About BBJ
BioBank Japan (BBJ) was established in 2003 at the Institute of Medical Science, the University of Tokyo, as a national project supported by the Ministry of Education, Culture, Sports, Science and Technology. Its goal is to advance personalized medicine using genetic information unique to each individual.
From 2003 to 2017, BBJ collected biological samples and clinical information from approximately 270,000 collaborating patients through cooperative medical institutions nationwide. These samples are securely stored in robust storage facilities under the strictest security measures.
To ensure privacy, all personal identifiers such as names, addresses, and dates of birth are removed and replaced with anonymized ID numbers. The de-identified samples and information are then made available to researchers in academic research institutions and private companies under strict compliance with applicable laws, regulations and guidelines. This initiative supports genomic medicine advancements and the development of innovative diagnostic and therapeutic approaches.
– Start of one of the world’s largest disease biobank projects
The BBJ was established aiming to develop an infrastructure for the realization of personalized medicine by collecting biological samples (DNA/serum) and clinical information from 200,000 collaborating patients (300,000 cases) with 47 diseases through cooperative medical institutions nationwide, forming the first cohort. The genetic analysis of DNA samples was conducted.
– Expansion with more samples and information
Stable maintenance and operation of the biobank by further collecting samples, clinical information and prognostic information toward utilization of the first cohort’s samples and information. Serum samples were collected once a year from the collaborating patients visiting cooperative medical institutions.

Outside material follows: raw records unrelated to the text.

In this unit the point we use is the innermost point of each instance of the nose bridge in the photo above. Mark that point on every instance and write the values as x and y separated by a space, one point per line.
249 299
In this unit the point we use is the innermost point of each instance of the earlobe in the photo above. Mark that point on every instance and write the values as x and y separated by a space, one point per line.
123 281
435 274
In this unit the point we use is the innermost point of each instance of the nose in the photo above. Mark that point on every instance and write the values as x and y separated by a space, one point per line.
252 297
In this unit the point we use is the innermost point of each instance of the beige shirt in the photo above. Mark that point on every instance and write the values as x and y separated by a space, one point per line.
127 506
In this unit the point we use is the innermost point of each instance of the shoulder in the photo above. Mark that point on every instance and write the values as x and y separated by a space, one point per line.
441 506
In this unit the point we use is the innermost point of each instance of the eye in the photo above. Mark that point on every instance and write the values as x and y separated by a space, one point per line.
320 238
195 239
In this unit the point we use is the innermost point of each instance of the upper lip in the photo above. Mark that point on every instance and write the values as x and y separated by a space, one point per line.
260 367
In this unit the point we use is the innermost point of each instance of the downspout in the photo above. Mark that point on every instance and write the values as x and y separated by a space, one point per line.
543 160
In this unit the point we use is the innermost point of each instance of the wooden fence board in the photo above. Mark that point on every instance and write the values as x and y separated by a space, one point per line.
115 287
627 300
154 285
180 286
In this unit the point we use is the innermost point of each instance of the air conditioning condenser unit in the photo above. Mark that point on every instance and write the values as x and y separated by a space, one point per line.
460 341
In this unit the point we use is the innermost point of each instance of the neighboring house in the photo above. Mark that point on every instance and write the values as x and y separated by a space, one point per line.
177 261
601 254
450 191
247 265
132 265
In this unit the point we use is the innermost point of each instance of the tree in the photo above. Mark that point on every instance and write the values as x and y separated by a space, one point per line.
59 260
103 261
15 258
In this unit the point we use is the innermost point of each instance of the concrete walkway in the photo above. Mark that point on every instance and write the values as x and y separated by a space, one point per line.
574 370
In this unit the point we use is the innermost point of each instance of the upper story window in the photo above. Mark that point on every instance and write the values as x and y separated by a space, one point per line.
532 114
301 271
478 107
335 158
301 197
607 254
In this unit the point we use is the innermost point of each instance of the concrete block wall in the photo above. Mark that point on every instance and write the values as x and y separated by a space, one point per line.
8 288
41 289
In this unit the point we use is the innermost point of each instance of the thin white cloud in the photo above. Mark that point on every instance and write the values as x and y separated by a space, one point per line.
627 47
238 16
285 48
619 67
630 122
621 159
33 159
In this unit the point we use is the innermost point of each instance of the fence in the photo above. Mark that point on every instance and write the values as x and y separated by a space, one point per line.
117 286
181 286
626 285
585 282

– Growing scale with the cooperation of 67,000 new collaborators
We continued to collect clinical and prognostic information, conduct genomic analysis, and disclose data of the first cohort to promote its utilization. Furthermore, we established a second cohort by collecting blood (DNA) and clinical information from 67,000 (100,000 cases)new collaborators. In 2014 we built an additional serum/plasma storage facility and a new tissue bank. In 2015 we started storing samples provided by cancer clinical research groups in Japan.
– Growth to 267,000 collaborators and 51 diseases; converting samples into data
We promoted utilization of the DNA, serum, and clinical information of a total of 267,000 collaborators with 51 diseases (440,000 cases) in the first and second cohorts, as well as the conversion of biological samples into data to entrench the BBJ as a much-used biobank.
– Toward the further utilization of samples and data
We are promoting the use of samples, clinical information, and genomic data by researchers in both industry and academia by fostering collaboration, establishing infrastructure for genomic and other omics analysis and advancing transformation through digital technology. Also, a system enabling a direct interaction with collaborators is under developpment.